We received quite a harsh critique during Monday's (21/9) review, which was a bit frustrating because as a "handicapped team" I felt that we were trying our best. We were down by a member from the start, and the team mate we put in charge of backend has responsiveness problems, among other issues.
For the remaining two of us, we could only try harder. The feedback we received placed a lot of focus on UX, and our lack of clarity of purpose. Our app was initially focused on building the basic functionality, in part because I was in charge of front-end, and I hadn't managed to do much because of the number of deliverables I had the past weekend. My focus from Monday to today was to improve on these, and it seems from today's review that it paid off.

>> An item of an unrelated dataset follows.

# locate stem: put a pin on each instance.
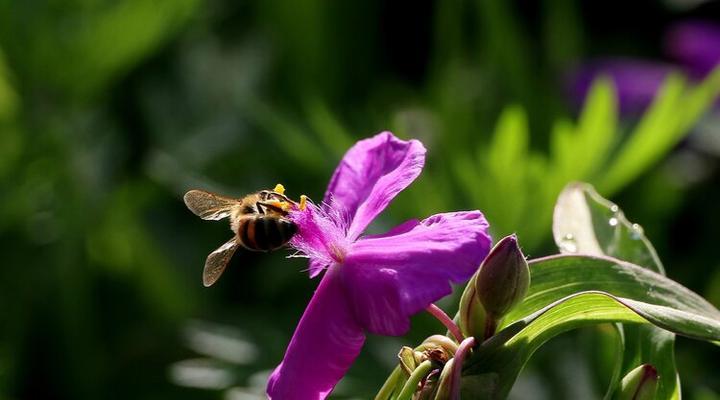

Some things to learn from this experience:
- The importance of a designer:
I realise that in assignment 1, we did not make use of our designer well. In this assignment, having a designer to manage the graphic assets, workflows and layouts could have helped us a lot. In a sense I had to do both design and code while building the front-end, and while it could seem more efficient, I felt that it made things slower, because we had to frequently debate the alternative UI/UX options. Having someone to focus on running through the user experience and come up with what to build would have helped form a solid direction for the team, and allow the developers to focus solely on how to build the features. To this end, I'd think that having a designer who can actually run the development code (i.e. knows Git and can follow instructions to run a localhost) would be a big plus point. - The benefits of having a code-savvy designer:
While some may say that "designers should just design, and coders should just code," I would say that it helps to understand how things work when designing for them. At times, I felt that I had to make design calls that balance between difficulty and overall UX. The perfect layout or animation could be much harder and more time-consuming to build, and from my experience most designers would not know how to make such a decision. - The importance of being explicit:
Make things as clear as possible. Colin questioned a lot of features, especially when they did not match his mental image of it. In particular he questioned the purpose of our app, because our landing page (and app in general) had no explanations. Our clean UI and short labels meant nothing, because he did not know what they were for. We have since added a tutorial introduction, and used guiding verbs instead. An example of this is our input page, which is one long sentence broken down into each individual input ("We want to share a cab from ___ to ___ using the ___ route").